On July 4, Chelene Nightingale announced her candidacy for Governor of California in the American Independent Party primary. She is an activist on the issue of stopping aliens from entering the United States illegally. Here is her webpage. If she becomes the California AIP’s nominee, she will be its first female gubernatorial candidate since 1978, when Theresa Dietrich was the AIP gubernatorial nominee.
Several weeks ago, the Rhode Island Senate passed SB 203, the bill to lower the number of signatures for a new party. The bill still needs to go through the House. The House adjourned early in July, but House leaders intend to bring the House back into session sometime this summer. Currently, no one knows whether that will be in July or in August.

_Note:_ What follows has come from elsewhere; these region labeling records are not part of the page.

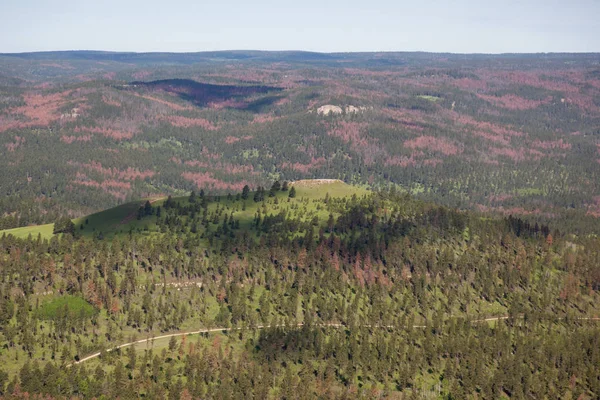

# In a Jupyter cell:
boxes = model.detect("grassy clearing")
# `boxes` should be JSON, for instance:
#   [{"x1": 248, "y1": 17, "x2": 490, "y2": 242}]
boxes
[
  {"x1": 0, "y1": 179, "x2": 369, "y2": 239},
  {"x1": 417, "y1": 94, "x2": 442, "y2": 103},
  {"x1": 0, "y1": 224, "x2": 54, "y2": 239},
  {"x1": 37, "y1": 296, "x2": 97, "y2": 320}
]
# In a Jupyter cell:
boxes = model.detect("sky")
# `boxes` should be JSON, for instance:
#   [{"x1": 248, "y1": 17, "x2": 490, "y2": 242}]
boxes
[{"x1": 0, "y1": 0, "x2": 600, "y2": 53}]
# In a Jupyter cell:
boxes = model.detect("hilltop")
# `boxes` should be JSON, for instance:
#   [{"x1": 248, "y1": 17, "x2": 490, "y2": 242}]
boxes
[
  {"x1": 0, "y1": 180, "x2": 600, "y2": 400},
  {"x1": 0, "y1": 179, "x2": 368, "y2": 239}
]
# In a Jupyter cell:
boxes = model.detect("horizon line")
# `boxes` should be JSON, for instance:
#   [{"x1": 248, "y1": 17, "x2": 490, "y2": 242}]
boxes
[{"x1": 0, "y1": 49, "x2": 600, "y2": 56}]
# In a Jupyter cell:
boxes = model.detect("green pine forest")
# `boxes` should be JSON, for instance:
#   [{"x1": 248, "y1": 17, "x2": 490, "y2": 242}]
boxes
[
  {"x1": 0, "y1": 51, "x2": 600, "y2": 400},
  {"x1": 0, "y1": 180, "x2": 600, "y2": 399}
]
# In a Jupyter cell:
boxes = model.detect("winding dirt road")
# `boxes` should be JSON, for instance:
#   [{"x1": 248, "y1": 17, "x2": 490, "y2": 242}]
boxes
[{"x1": 68, "y1": 315, "x2": 600, "y2": 366}]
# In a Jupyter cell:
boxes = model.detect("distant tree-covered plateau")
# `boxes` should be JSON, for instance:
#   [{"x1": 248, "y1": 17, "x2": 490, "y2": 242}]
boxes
[{"x1": 0, "y1": 52, "x2": 600, "y2": 232}]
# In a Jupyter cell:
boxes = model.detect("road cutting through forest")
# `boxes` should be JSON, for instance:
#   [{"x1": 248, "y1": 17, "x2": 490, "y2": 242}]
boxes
[{"x1": 68, "y1": 315, "x2": 600, "y2": 367}]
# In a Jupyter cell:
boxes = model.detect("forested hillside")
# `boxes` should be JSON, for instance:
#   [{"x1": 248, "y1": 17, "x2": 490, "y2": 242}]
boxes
[
  {"x1": 0, "y1": 181, "x2": 600, "y2": 399},
  {"x1": 0, "y1": 52, "x2": 600, "y2": 233}
]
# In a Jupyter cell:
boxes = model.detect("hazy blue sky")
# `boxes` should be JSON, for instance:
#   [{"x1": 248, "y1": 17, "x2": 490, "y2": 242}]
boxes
[{"x1": 0, "y1": 0, "x2": 600, "y2": 53}]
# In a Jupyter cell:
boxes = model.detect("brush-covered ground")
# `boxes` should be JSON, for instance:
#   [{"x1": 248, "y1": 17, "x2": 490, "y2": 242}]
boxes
[{"x1": 0, "y1": 181, "x2": 600, "y2": 399}]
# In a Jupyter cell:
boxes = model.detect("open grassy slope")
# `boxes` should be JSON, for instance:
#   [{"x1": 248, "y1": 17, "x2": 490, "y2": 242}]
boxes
[{"x1": 0, "y1": 179, "x2": 368, "y2": 239}]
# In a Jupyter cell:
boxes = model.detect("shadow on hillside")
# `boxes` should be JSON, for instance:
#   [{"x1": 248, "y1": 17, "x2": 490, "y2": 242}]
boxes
[{"x1": 131, "y1": 79, "x2": 283, "y2": 113}]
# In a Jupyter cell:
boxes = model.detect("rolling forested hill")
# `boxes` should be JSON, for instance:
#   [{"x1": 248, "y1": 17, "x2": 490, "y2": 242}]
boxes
[
  {"x1": 0, "y1": 51, "x2": 600, "y2": 400},
  {"x1": 0, "y1": 52, "x2": 600, "y2": 232},
  {"x1": 0, "y1": 180, "x2": 600, "y2": 399}
]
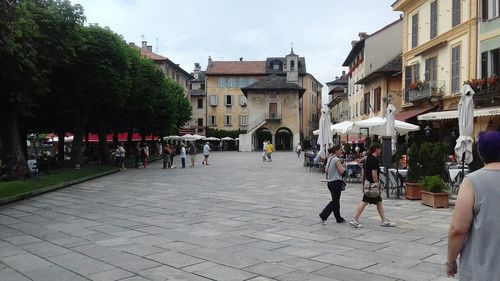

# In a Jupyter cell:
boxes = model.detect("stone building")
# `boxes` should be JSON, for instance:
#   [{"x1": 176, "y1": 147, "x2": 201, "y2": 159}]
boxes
[
  {"x1": 326, "y1": 71, "x2": 350, "y2": 124},
  {"x1": 239, "y1": 73, "x2": 306, "y2": 151},
  {"x1": 189, "y1": 63, "x2": 207, "y2": 135}
]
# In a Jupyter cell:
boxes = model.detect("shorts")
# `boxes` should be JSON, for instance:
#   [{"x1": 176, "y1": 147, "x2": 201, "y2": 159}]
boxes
[{"x1": 362, "y1": 195, "x2": 382, "y2": 205}]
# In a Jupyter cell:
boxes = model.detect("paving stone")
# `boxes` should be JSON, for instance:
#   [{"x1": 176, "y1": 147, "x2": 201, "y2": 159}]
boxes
[{"x1": 48, "y1": 250, "x2": 114, "y2": 276}]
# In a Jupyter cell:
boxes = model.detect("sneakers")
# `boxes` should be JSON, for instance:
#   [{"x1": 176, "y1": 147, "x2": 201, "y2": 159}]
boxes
[
  {"x1": 318, "y1": 216, "x2": 326, "y2": 225},
  {"x1": 380, "y1": 219, "x2": 396, "y2": 227},
  {"x1": 351, "y1": 219, "x2": 363, "y2": 228}
]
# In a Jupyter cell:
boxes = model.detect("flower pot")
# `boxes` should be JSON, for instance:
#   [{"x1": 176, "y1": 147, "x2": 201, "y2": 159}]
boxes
[
  {"x1": 422, "y1": 191, "x2": 450, "y2": 209},
  {"x1": 405, "y1": 182, "x2": 424, "y2": 200}
]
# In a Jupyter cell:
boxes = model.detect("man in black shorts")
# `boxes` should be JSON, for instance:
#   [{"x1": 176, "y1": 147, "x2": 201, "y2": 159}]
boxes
[{"x1": 351, "y1": 144, "x2": 394, "y2": 228}]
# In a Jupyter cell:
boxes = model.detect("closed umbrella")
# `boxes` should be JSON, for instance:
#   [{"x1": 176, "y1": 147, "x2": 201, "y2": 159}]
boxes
[
  {"x1": 455, "y1": 84, "x2": 474, "y2": 176},
  {"x1": 318, "y1": 105, "x2": 332, "y2": 155}
]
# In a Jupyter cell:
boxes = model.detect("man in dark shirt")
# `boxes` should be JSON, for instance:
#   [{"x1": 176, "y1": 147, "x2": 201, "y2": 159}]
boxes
[{"x1": 351, "y1": 143, "x2": 394, "y2": 228}]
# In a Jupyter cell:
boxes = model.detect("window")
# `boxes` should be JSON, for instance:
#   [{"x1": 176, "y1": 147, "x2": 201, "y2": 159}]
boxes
[
  {"x1": 210, "y1": 95, "x2": 219, "y2": 106},
  {"x1": 411, "y1": 14, "x2": 418, "y2": 48},
  {"x1": 224, "y1": 115, "x2": 233, "y2": 126},
  {"x1": 240, "y1": 115, "x2": 248, "y2": 126},
  {"x1": 451, "y1": 46, "x2": 460, "y2": 93},
  {"x1": 224, "y1": 95, "x2": 233, "y2": 106},
  {"x1": 425, "y1": 57, "x2": 437, "y2": 81},
  {"x1": 373, "y1": 87, "x2": 382, "y2": 112},
  {"x1": 451, "y1": 0, "x2": 462, "y2": 27},
  {"x1": 208, "y1": 115, "x2": 217, "y2": 126},
  {"x1": 482, "y1": 0, "x2": 500, "y2": 21},
  {"x1": 240, "y1": 96, "x2": 247, "y2": 107},
  {"x1": 481, "y1": 49, "x2": 500, "y2": 78},
  {"x1": 431, "y1": 0, "x2": 438, "y2": 39}
]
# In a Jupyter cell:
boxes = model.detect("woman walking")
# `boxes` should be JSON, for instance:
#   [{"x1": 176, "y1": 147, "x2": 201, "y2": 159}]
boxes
[
  {"x1": 351, "y1": 143, "x2": 394, "y2": 228},
  {"x1": 319, "y1": 145, "x2": 345, "y2": 224},
  {"x1": 446, "y1": 131, "x2": 500, "y2": 281}
]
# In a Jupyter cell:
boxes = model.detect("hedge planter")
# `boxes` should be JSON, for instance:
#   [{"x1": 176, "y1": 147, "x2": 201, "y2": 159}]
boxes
[
  {"x1": 405, "y1": 182, "x2": 424, "y2": 200},
  {"x1": 422, "y1": 191, "x2": 450, "y2": 209}
]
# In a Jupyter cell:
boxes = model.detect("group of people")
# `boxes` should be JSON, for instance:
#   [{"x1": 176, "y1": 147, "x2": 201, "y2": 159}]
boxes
[
  {"x1": 262, "y1": 140, "x2": 274, "y2": 162},
  {"x1": 319, "y1": 144, "x2": 394, "y2": 228}
]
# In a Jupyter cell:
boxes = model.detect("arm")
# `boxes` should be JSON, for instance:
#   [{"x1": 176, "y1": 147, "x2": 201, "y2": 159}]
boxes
[{"x1": 446, "y1": 178, "x2": 476, "y2": 276}]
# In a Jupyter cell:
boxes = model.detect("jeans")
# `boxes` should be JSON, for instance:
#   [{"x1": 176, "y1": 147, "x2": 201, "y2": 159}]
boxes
[{"x1": 319, "y1": 180, "x2": 343, "y2": 222}]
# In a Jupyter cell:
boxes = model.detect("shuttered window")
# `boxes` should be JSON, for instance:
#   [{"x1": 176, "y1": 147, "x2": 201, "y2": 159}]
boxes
[{"x1": 431, "y1": 0, "x2": 438, "y2": 39}]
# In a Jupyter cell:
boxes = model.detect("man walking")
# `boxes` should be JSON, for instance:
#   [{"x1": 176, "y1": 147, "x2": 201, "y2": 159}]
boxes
[
  {"x1": 201, "y1": 141, "x2": 210, "y2": 166},
  {"x1": 351, "y1": 144, "x2": 394, "y2": 228}
]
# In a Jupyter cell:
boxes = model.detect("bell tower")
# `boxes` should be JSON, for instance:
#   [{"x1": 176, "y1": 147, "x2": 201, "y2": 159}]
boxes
[{"x1": 286, "y1": 47, "x2": 299, "y2": 84}]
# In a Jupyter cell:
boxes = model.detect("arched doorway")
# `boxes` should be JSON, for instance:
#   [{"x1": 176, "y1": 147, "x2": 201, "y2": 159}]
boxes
[
  {"x1": 274, "y1": 128, "x2": 293, "y2": 150},
  {"x1": 254, "y1": 128, "x2": 272, "y2": 150}
]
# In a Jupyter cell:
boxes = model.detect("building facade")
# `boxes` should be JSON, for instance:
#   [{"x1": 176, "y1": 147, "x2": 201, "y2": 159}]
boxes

On July 7, the Obion County, Tennessee, Election Commission voted to sue the state of Tennessee. The county is upset because state law requires all counties, starting in 2010, to use vote-counting machines that have a paper trail. Obion County currently uses touch screen machines that have no paper trail. See this article. The county’s claim that no optical scan ballot system is available is puzzling, since hundreds of counties around the U.S. use optical scan ballots. Optical scan ballots are paper ballots that are read by scanning machines, so obviously optical scan ballots do leave a paper trail. They can be recounted by hand if necessary.
On July 6, both The Oregonian (Portland’s daily newspaper) and the Register-Guard (Eugene’s daily newspaper) ran an editorial, advocating that Oregon Governor Ted Kulongoski sign SB 326. Here is the Oregonian’s editorial. The Register Guard’s editorial is here. The title is “Bill Restores Voters’ Rights and it Grants Minor Parties New Visibility.”

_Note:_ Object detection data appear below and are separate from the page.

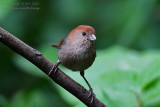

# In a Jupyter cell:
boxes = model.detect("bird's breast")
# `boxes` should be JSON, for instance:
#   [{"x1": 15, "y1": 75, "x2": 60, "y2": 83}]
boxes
[{"x1": 58, "y1": 45, "x2": 96, "y2": 71}]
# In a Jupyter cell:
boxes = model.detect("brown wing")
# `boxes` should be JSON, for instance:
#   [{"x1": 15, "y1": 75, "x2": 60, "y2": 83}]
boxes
[{"x1": 51, "y1": 38, "x2": 65, "y2": 48}]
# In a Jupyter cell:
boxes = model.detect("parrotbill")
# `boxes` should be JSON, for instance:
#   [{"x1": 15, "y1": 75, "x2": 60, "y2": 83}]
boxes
[{"x1": 48, "y1": 25, "x2": 96, "y2": 103}]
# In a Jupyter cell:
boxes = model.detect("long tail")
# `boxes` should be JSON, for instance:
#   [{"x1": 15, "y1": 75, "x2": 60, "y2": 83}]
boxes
[{"x1": 50, "y1": 44, "x2": 58, "y2": 48}]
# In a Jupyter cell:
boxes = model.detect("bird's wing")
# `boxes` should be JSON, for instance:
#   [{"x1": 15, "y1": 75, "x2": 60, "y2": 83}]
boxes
[{"x1": 51, "y1": 38, "x2": 65, "y2": 48}]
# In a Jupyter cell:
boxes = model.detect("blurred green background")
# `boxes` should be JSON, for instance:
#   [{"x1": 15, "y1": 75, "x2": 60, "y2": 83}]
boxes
[{"x1": 0, "y1": 0, "x2": 160, "y2": 107}]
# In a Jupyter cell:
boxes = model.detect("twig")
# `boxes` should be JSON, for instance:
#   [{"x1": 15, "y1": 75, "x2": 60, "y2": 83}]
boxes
[{"x1": 0, "y1": 27, "x2": 106, "y2": 107}]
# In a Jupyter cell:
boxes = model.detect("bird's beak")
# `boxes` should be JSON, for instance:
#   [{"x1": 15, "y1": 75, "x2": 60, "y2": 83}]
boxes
[{"x1": 88, "y1": 34, "x2": 96, "y2": 41}]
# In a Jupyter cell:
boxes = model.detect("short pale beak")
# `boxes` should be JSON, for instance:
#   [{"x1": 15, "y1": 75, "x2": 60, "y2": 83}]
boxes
[{"x1": 88, "y1": 34, "x2": 96, "y2": 41}]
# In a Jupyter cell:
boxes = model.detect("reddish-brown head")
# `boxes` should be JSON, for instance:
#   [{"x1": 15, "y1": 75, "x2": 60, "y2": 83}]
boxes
[{"x1": 66, "y1": 25, "x2": 96, "y2": 43}]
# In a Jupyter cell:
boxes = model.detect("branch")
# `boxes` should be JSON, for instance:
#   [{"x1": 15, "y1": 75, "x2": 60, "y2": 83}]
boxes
[{"x1": 0, "y1": 27, "x2": 106, "y2": 107}]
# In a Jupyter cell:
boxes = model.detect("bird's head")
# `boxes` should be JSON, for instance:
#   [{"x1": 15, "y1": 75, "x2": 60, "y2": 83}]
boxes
[{"x1": 67, "y1": 25, "x2": 96, "y2": 44}]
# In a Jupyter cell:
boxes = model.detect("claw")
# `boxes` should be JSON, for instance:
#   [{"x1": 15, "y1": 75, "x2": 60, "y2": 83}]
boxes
[
  {"x1": 48, "y1": 60, "x2": 60, "y2": 75},
  {"x1": 48, "y1": 65, "x2": 58, "y2": 75},
  {"x1": 88, "y1": 88, "x2": 95, "y2": 103}
]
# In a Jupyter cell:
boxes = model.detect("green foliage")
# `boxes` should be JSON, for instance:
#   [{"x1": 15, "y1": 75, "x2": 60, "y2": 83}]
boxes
[
  {"x1": 0, "y1": 0, "x2": 160, "y2": 107},
  {"x1": 5, "y1": 46, "x2": 160, "y2": 107}
]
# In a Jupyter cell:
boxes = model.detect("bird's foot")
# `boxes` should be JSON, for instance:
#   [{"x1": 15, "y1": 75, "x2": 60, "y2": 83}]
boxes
[
  {"x1": 48, "y1": 64, "x2": 58, "y2": 75},
  {"x1": 88, "y1": 88, "x2": 96, "y2": 103}
]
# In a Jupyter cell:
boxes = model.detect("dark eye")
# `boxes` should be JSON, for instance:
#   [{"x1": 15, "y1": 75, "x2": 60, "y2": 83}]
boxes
[{"x1": 82, "y1": 32, "x2": 87, "y2": 36}]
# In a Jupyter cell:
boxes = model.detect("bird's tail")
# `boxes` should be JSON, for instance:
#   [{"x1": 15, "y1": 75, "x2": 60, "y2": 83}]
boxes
[{"x1": 50, "y1": 44, "x2": 58, "y2": 48}]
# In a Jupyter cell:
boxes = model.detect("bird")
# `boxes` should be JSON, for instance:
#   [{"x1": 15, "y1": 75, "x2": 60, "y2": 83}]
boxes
[{"x1": 48, "y1": 25, "x2": 96, "y2": 103}]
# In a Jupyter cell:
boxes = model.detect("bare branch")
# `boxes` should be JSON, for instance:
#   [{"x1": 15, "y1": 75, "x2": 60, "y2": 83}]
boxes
[{"x1": 0, "y1": 27, "x2": 106, "y2": 107}]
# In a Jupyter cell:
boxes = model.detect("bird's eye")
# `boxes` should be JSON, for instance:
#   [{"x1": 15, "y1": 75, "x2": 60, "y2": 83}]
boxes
[{"x1": 82, "y1": 32, "x2": 87, "y2": 36}]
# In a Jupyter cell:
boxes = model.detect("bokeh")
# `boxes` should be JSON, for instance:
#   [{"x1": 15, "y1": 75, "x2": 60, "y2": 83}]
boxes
[{"x1": 0, "y1": 0, "x2": 160, "y2": 107}]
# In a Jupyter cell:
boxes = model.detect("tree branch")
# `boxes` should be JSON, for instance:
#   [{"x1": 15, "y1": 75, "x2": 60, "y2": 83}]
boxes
[{"x1": 0, "y1": 27, "x2": 106, "y2": 107}]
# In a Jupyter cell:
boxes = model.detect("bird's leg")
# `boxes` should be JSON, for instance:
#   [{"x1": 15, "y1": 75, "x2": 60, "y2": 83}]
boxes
[
  {"x1": 48, "y1": 60, "x2": 60, "y2": 75},
  {"x1": 80, "y1": 71, "x2": 95, "y2": 103}
]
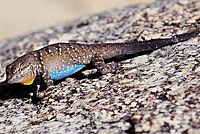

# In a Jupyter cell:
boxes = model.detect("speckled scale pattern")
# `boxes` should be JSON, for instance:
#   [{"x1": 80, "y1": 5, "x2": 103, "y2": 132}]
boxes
[{"x1": 34, "y1": 43, "x2": 94, "y2": 80}]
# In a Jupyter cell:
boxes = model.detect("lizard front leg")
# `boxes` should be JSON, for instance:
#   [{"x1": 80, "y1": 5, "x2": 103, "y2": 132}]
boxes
[{"x1": 92, "y1": 55, "x2": 118, "y2": 74}]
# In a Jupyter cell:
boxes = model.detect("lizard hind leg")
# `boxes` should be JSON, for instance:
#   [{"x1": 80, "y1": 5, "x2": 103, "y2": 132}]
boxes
[{"x1": 92, "y1": 56, "x2": 119, "y2": 74}]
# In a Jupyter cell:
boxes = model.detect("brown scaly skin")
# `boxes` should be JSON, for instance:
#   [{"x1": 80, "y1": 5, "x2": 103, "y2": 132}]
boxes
[{"x1": 6, "y1": 29, "x2": 199, "y2": 101}]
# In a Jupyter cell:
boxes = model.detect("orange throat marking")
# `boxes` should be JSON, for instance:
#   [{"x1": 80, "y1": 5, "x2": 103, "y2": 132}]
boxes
[{"x1": 22, "y1": 75, "x2": 36, "y2": 85}]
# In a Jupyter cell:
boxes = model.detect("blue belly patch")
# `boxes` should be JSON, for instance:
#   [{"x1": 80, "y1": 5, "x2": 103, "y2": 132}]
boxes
[{"x1": 49, "y1": 65, "x2": 85, "y2": 80}]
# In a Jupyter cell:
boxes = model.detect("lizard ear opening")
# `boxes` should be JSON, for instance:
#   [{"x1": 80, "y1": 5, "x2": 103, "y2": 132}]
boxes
[{"x1": 22, "y1": 75, "x2": 36, "y2": 85}]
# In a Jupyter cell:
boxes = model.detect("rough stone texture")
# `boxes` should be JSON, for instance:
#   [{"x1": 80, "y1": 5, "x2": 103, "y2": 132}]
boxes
[{"x1": 0, "y1": 0, "x2": 200, "y2": 134}]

SB 326 is the bill that eliminates the ban on a primary voter signing an independent candidate’s petition. The bill also permits fusion. The Governor must sign or veto the bills by August 31. Thanks to Dan Meek for this news.

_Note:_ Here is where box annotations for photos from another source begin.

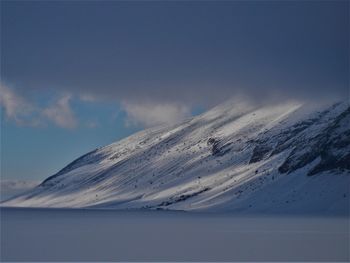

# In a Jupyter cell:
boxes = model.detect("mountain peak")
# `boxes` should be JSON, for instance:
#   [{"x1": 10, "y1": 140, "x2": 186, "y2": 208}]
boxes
[{"x1": 4, "y1": 100, "x2": 350, "y2": 216}]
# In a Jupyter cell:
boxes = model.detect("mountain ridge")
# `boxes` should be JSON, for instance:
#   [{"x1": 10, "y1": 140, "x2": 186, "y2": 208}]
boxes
[{"x1": 3, "y1": 100, "x2": 350, "y2": 214}]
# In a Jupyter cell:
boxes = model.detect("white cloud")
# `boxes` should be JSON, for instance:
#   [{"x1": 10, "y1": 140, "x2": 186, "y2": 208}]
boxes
[
  {"x1": 0, "y1": 83, "x2": 39, "y2": 126},
  {"x1": 42, "y1": 95, "x2": 78, "y2": 129},
  {"x1": 0, "y1": 83, "x2": 78, "y2": 129},
  {"x1": 122, "y1": 102, "x2": 191, "y2": 127}
]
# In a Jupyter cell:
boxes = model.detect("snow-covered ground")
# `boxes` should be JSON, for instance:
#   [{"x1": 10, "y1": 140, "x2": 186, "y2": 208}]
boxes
[
  {"x1": 0, "y1": 208, "x2": 349, "y2": 262},
  {"x1": 3, "y1": 100, "x2": 350, "y2": 215},
  {"x1": 0, "y1": 180, "x2": 40, "y2": 201}
]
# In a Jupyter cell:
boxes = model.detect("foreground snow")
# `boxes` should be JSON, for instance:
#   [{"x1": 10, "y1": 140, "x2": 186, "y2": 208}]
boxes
[
  {"x1": 0, "y1": 208, "x2": 349, "y2": 262},
  {"x1": 3, "y1": 101, "x2": 350, "y2": 215}
]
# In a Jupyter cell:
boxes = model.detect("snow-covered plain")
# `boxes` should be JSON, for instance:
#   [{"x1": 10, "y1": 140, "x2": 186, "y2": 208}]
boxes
[
  {"x1": 2, "y1": 100, "x2": 350, "y2": 215},
  {"x1": 0, "y1": 208, "x2": 349, "y2": 262}
]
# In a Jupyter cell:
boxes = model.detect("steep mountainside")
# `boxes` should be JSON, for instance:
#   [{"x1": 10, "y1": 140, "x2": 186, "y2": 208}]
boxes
[{"x1": 3, "y1": 101, "x2": 350, "y2": 214}]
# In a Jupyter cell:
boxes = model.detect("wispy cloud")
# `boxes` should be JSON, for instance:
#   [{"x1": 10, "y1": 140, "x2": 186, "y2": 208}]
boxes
[
  {"x1": 122, "y1": 102, "x2": 191, "y2": 127},
  {"x1": 0, "y1": 83, "x2": 78, "y2": 129},
  {"x1": 0, "y1": 83, "x2": 39, "y2": 126},
  {"x1": 42, "y1": 95, "x2": 78, "y2": 129}
]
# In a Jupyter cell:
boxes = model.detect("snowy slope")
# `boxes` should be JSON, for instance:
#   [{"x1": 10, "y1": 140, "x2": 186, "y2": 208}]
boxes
[
  {"x1": 3, "y1": 100, "x2": 350, "y2": 214},
  {"x1": 0, "y1": 180, "x2": 40, "y2": 201}
]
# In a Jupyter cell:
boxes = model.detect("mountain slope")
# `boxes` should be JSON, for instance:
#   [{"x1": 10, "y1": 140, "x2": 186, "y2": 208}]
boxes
[{"x1": 3, "y1": 101, "x2": 350, "y2": 214}]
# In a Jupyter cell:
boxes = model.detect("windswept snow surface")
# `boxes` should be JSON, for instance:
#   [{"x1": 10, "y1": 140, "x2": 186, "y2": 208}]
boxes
[
  {"x1": 3, "y1": 100, "x2": 350, "y2": 215},
  {"x1": 0, "y1": 208, "x2": 349, "y2": 262},
  {"x1": 0, "y1": 180, "x2": 40, "y2": 201}
]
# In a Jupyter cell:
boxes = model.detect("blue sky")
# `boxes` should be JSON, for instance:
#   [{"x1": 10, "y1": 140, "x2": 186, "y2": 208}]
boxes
[{"x1": 0, "y1": 1, "x2": 349, "y2": 180}]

Mexico held a Congressional election on July 5, to fill all 500 seats. Although not all of the votes have been counted, it appears that the Green Party will have 25 seats in the new Congress, which takes office on September 1.
No party won a majority. The Institutional Revolutionary Party (PRI) has the most seats, 235. According to this article, it is possible the Greens will cooperate with the PRI to give that party a working majority (235 plus 25 equals 260, which is over half of 500). The National Action Party (PAN), the president’s party, has 153 seats. The Party of the Democratic Revolution (PRD) has 75 seats. That still leaves 12 seats to be accounted for. Mexico uses Proportional Representation.